Let $f_{n}, f \geq 0$ be measurable on a measure space $(X, \mathcal{M}, \mu)$ with $f_{n} \rightarrow f$ pointwise, and $\int f_{n} \rightarrow \int f < \infty$. Show that $\int_{E} f_{n} \rightarrow \int_{E} f$ for all measurable $E$.
What I've Tried: I tried using Egorov's theorem and found a (false) solution, only to realize later that $\mu$ isn't necessarily finite. Now I'm stuck. I want $\int_{E} |f_{n} - f| d\mu$ to be small. It's at most $\int |f_{n} - f| d\mu$, but that's maybe not so helpful.
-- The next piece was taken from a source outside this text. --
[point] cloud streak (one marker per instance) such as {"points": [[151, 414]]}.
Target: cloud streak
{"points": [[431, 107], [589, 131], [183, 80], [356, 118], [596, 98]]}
I feel a little silly I can't solve this seemingly easy problem... a hint would be appreciated.
As User8128 has pointed out, write $f = \lim \left( \frac{1}{2}(f_{n} + f) - \frac{1}{2}|f_{n} - f|\right)$. Then Fatou gives us
\begin{align} \int_{E} f &\leq \liminf \int_{E} \left( \frac{1}{2}(f_{n} + f) - \frac{1}{2}|f_{n} - f|\right) \\ &= \frac{1}{2}\liminf \int_{E} f_{n} + \frac{1}{2}\int_{E} f - \frac{1}{2}\limsup\int_{E} |f_{n} - f| \\ &= \frac{1}{2}\int_{E} f + \frac{1}{2}\int_{E} f - \frac{1}{2}\limsup\int_{E} |f_{n} - f| \\ &\implies 0 = \limsup\int_{E} |f_{n} - f|, \end{align}
whence $\lim \int_{E} |f_{n} - f| = 0$.